Against Mississippi, Stoops is 0-3 — and all three of the defeats have been wrenching.

In 2017, Ole Miss beat Kentucky 37-34 on a touchdown pass with five seconds left in the game.

Three years later, the Rebels bested the Wildcats 42-41 in overtime when UK missed a PAT in the OT.

Kentucky lost 22-19 at Mississippi in 2022 when the Wildcats missed two extra points, a 38-yard field-goal attempt and had what likely would have been a game-winning touchdown pass in the final minute called back due to an illegal motion penalty.

The losses to Mississippi in 2017 and 2022 ultimately cost Kentucky eight-win regular seasons. For a football program that has only reached eight victories in regular-season play twice since 1984, those were damaging defeats.

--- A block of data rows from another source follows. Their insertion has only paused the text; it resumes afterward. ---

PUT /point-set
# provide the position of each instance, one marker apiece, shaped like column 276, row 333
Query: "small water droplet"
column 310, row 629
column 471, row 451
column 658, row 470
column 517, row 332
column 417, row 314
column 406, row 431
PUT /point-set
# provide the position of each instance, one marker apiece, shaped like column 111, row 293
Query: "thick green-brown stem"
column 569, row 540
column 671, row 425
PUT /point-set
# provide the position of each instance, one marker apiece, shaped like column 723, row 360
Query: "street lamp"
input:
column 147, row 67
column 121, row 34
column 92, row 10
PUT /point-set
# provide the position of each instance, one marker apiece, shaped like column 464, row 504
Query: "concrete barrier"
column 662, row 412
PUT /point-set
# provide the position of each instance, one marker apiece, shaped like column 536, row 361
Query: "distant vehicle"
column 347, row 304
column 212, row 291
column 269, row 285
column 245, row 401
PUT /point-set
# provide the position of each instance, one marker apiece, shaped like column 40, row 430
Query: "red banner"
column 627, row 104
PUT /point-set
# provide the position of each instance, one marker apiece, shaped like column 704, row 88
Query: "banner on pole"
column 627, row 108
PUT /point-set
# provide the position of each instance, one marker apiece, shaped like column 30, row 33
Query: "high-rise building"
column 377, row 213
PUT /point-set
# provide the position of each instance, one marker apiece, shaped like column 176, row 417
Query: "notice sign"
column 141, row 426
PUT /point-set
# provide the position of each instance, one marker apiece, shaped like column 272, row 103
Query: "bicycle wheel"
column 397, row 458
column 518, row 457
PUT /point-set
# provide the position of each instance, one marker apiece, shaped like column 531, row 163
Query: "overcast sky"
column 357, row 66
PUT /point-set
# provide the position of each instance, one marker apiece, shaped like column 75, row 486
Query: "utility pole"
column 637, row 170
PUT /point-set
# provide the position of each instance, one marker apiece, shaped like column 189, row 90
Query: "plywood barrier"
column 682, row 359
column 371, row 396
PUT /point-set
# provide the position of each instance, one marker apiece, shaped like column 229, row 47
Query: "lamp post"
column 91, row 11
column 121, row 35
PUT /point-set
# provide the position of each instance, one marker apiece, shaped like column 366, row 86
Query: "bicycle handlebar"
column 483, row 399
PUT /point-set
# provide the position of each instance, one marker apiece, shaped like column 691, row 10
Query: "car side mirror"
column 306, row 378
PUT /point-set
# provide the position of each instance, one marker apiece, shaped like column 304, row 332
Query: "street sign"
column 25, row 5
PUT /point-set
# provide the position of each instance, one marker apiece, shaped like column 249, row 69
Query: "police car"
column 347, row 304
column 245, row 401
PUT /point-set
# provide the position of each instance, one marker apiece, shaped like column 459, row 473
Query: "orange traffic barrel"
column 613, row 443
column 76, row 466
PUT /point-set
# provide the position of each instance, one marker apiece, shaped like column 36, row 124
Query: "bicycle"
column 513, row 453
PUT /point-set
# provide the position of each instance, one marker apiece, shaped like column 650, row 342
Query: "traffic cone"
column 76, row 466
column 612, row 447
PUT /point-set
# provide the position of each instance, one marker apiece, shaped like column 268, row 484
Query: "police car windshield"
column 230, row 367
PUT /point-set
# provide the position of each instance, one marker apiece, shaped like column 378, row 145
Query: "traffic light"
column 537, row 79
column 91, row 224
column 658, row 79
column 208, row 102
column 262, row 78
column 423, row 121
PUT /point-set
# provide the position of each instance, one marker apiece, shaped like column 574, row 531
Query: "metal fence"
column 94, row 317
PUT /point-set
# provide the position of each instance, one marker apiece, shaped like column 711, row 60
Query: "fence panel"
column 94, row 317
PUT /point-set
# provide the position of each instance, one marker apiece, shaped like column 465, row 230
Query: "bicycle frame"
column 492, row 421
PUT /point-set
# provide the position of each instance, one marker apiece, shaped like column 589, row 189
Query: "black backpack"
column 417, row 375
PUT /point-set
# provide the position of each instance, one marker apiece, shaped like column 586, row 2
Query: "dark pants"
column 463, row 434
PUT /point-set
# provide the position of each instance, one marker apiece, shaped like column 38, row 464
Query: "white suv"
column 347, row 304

UK falling to Ole Miss in 2020 cost the Wildcats (who finished 5-6) a winning record, the only losing season for Kentucky since 2015.

In the expanded, now division-less SEC of 2024, Stoops and UK will face both of their nemeses on the road. Kentucky will play Ole Miss in Oxford on Sept. 28 at high noon (EDT). The Wildcats will visit Neyland Stadium to play Tennessee on Nov. 2.

To give Kentucky backers the kind of breakthrough season for which they yearn, Stoops and troops likely must find a way to beat at least one of the two teams that have caused UK so much consternation.